Now, I like being an educated viewer. The Social Network is clearly a dramatization of real life events and there certainly are liberties taken for the purpose of the plot, so I did some research. For instance, Zuckerberg met his current girlfriend, Priscella Chan, during his sophomore year of college which changes the subtext of his motivations somewhat, especially since Rooney Mara’s character is completey made up. He was also accused of hacking into Facebook users’ personal emails in 2005. The timing of the movie is also exaggerated somewhat: Facemash, for example, was created over the last week in October 2003, not in one drunken, revenge-filled night as the movie suggests. JT Sean Parker was arrested for cocaine but on a trip to North Carolina in August 2005, not in summer 2004, although a female under-21 Facebook employee was with him on the trip. It was investor Peter Thiel who not-so-dramatically convinced both Parker and Zuckerberg that it was time for them to part ways.
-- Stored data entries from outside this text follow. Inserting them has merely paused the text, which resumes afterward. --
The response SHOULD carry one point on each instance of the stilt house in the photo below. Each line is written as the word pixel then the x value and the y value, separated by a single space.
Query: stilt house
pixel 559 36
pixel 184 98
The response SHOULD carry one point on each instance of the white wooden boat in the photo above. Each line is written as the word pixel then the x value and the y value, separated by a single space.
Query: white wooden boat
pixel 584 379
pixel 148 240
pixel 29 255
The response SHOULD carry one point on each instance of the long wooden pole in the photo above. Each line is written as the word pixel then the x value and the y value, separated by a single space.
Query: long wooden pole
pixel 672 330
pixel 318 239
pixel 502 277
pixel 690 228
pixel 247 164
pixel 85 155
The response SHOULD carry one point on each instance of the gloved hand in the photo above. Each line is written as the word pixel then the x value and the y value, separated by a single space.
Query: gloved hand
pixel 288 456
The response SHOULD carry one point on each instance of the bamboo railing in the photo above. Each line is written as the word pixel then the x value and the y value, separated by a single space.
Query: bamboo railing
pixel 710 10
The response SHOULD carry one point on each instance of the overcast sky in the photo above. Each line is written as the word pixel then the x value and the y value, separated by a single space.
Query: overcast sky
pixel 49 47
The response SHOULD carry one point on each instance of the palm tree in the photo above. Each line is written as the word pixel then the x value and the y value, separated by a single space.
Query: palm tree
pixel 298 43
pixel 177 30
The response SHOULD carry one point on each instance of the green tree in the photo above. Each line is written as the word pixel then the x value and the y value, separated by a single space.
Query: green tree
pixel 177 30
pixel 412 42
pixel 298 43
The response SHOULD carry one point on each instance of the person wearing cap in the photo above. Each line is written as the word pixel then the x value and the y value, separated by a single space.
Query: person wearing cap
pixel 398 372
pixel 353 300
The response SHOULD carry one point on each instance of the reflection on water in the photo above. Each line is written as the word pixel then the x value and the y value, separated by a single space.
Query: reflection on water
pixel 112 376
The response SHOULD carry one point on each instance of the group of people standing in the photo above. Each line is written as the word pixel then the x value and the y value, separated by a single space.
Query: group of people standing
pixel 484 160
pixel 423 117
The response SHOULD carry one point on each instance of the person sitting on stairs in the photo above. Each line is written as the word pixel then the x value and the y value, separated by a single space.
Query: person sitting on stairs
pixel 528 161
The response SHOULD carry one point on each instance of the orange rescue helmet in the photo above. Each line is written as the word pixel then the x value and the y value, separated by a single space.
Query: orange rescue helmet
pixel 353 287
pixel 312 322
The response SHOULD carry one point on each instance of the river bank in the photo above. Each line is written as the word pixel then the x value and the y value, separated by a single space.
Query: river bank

However, it’s not just Zuckerberg’s story that’s changed for sake of the story. Eduardo Saverin, Facebook’s first investor, served as the primary source material for Ben Mezrich’s “The Accidental Billionaires” so it’s no wonder that a movie based on the book paints him as the victim of Zuckerberg’s betrayal. But according to Business Insider, Saverin wasn’t a total saint. During the summer when Mark & Dustin Moskovitz (who wasn’t actually a programming guy but rather an operations guy) moved out to Palo Alto, Saverin ran unauthorized ads for his own new start-up site on The Facebook without giving anyone else a heads up. He also alledgedly went MIA during that summer of 2004, declining to fly out at first in order to sign off on reforming Facebook as a company which haulted any financial deals Facebook LLC could’ve made to get additional funding from bigger investors. This allegedly is what led to Mark’s decision to out him as CFO, not just Sean Parker’s influence. And finally, the Winklevuss twins weren’t so much “Men of Harvard” like the movie made them out to be. They definitely went to the Harvard Crimson in Spring 2004 to tattle on Zuckerberg for allegedly stealing their idea.
To be fair, Sorkin did read the actual transcripts from all the Facebook lawsuits and use them for accuarcy in the litigation scenes the information such as the emails he sent to the Winklevoi were true and are matter of public record. And he did talk to Natalie Portman to get the scoop on the final clubs and we all know a movie actress would never tell a lie.
Well, now I’ve gone on and on yet again. If you’ve made it down this far, I thank you. Here’s the bottom line: Like it or not and despite whose idea it really was, The Facebook changed social interaction for a lot of people when Mark Zuckerberg hit “Publish” on February 4, 2004. In my opinion, the movie, though a fictional account of a non-fiction event, is a great film and definitely worth your two hours, $12, and a “Like”.